Describing the difficult conditions that small and medium-sized businesses now had to contend with, Asimakopoulos said that a business owner faced between paying his staff and suppliers or paying his VAT would prefer to first pay off the former in order to keep his business going.
He welcomed a measure that would offset any taxes due to be paid against VAT rebates due but stressed that tax inspections should not delay longer than two months and their timing should not be at the discretionary power of tax officials.
According to the National Confederation of Greek Commerce (ESEE) president Vassilis Korkidis, the draft bill "was out of touch with reality" and putting business people in prison would not help to raise any more taxes. Part of the problem, he added, were the exceptionally high tax rates for businesses in Greece, which ranged from 58 percent for small businesses to 62 percent for large ones.
Other criticism against the bill came from tax officials, who objected to the introduction of a bonus for achieving targets and called for other incentives.
The draft bill now before the Parliamentary committee introduces much stiffer penalties that include imprisonment for those that conceal earnings or fail to pay taxes that are due.
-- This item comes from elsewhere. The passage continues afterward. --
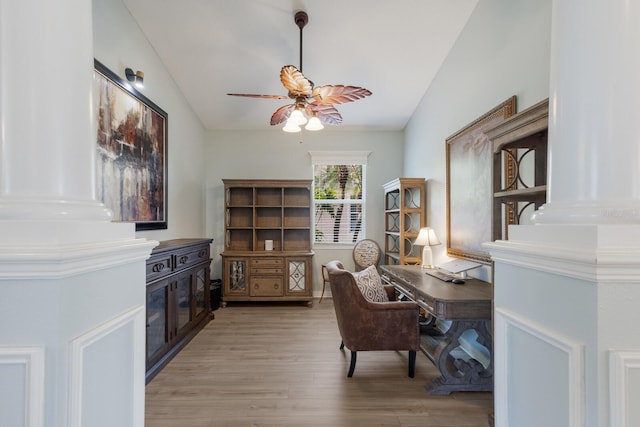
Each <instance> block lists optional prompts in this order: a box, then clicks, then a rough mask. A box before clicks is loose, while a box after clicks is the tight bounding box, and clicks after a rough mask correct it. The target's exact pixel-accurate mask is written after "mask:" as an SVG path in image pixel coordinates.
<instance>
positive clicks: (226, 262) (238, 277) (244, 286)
mask: <svg viewBox="0 0 640 427" xmlns="http://www.w3.org/2000/svg"><path fill="white" fill-rule="evenodd" d="M225 268H226V272H225V276H226V280H225V282H226V283H225V288H224V290H225V293H226V294H228V295H249V288H248V286H247V284H248V281H247V261H246V259H244V258H241V259H233V258H231V259H227V260H226V261H225Z"/></svg>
A tax-payer might go to prison for anything up to a year for failing to pay overdue taxes between 5,000-10,000 euros. Similarly, concealing between 15,000-150,000 euro in income carries a minimum prison sentence of one year, while for sums in excess of 150,000 euro the penalty can range from five to 20 years imprisonment.
The bill also changes the way that tax offences are treated in the legal process, with a public prosecutor now given powers to remand an offender in custody for up to one third of the time before the offence becomes statute-barred and, in serious cases, to bypass administrative courts and go straight to a criminal trial.